Die Tomaten machen den Unterschied
Wasserige Wintertomaten ruinieren das Gericht. Nimm reife, aromatische Sommertomaten, am besten vom Markt, und lass auch sie bei Zimmertemperatur, nie aus dem Kühlschrank. Ein wichtiger Profi-Trick: Salze die Tomatenscheiben ein paar Minuten vor dem Anrichten und lass sie kurz ziehen. Das Salz zieht den Saft heraus und konzentriert den Geschmack.
Der Aceto Balsamico ist der Trick, nicht die Deko
Hier entscheidet sich, ob das Gericht gewöhnlich oder besonders wird. Nimm keinen scharfen, billigen Essig, sondern einen gereiften, sirupartigen Aceto Balsamico Tradizionale. Seine Süße und Dichte umspielt die Säure der Tomate und die milde Sahnigkeit der Burrata. Wichtig ist die Menge: ein bis zwei Teelöffel, tropfenweise, nicht ertränken. Der Balsamico soll Akzente setzen, nicht alles übertönen.
Salz, Pfeffer, Basilikum zum Schluss
Grobes Meersalz erst kurz vor dem Servieren über die Burrata, dann schwarzer Pfeffer frisch aus der Mühle. Ein paar Blätter Basilikum, ein Faden gutes Olivenöl, fertig.

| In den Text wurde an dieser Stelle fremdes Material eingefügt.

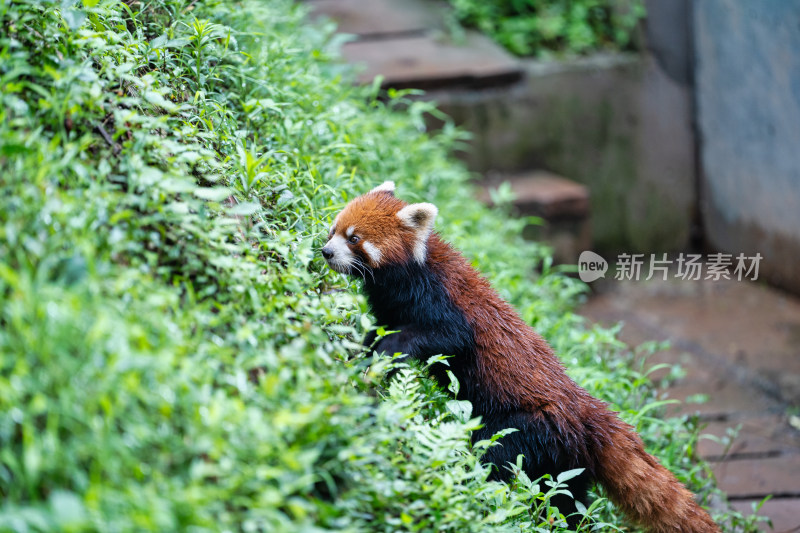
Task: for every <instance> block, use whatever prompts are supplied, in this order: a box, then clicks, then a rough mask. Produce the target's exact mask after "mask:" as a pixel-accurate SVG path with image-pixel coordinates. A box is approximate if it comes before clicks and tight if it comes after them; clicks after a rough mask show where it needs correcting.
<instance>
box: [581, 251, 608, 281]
mask: <svg viewBox="0 0 800 533" xmlns="http://www.w3.org/2000/svg"><path fill="white" fill-rule="evenodd" d="M607 270H608V261H606V260H605V259H603V258H602V257H601V256H599V255H597V254H596V253H594V252H590V251H588V250H587V251H585V252H581V255H580V256H579V257H578V277H579V278H581V281H583V282H584V283H591V282H592V281H595V280H598V279H600V278H604V277H606V271H607Z"/></svg>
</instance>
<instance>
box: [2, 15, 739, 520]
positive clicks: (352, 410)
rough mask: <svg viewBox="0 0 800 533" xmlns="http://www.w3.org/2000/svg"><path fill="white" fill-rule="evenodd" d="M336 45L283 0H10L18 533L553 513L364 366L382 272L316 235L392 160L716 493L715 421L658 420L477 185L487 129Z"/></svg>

Dazu passt geröstetes Bauernbrot, und mehr braucht ein heißer Abend auf dem Balkon nicht.
Das Rezept im Überblick
Für 2 Portionen: 1 Kugel Burrata (ca. 125 g), 2 reife Tomaten, 1 bis 2 TL Aceto Balsamico Tradizionale di Modena, Meersalz in Flocken, schwarzer Pfeffer aus der Mühle, einige Blätter Basilikum, etwas Olivenöl extra vergine.
- Burrata 20 bis 30 Minuten vor dem Servieren aus dem Kühlschrank nehmen.
- Tomaten in Scheiben schneiden, leicht salzen und kurz ziehen lassen.
- Tomaten auf einem Teller anrichten, die Burrata in die Mitte setzen und aufreißen.
- Mit Aceto Balsamico beträufeln, mit Meersalz und frischem Pfeffer würzen.
- Basilikum und etwas Olivenöl darüber, sofort servieren.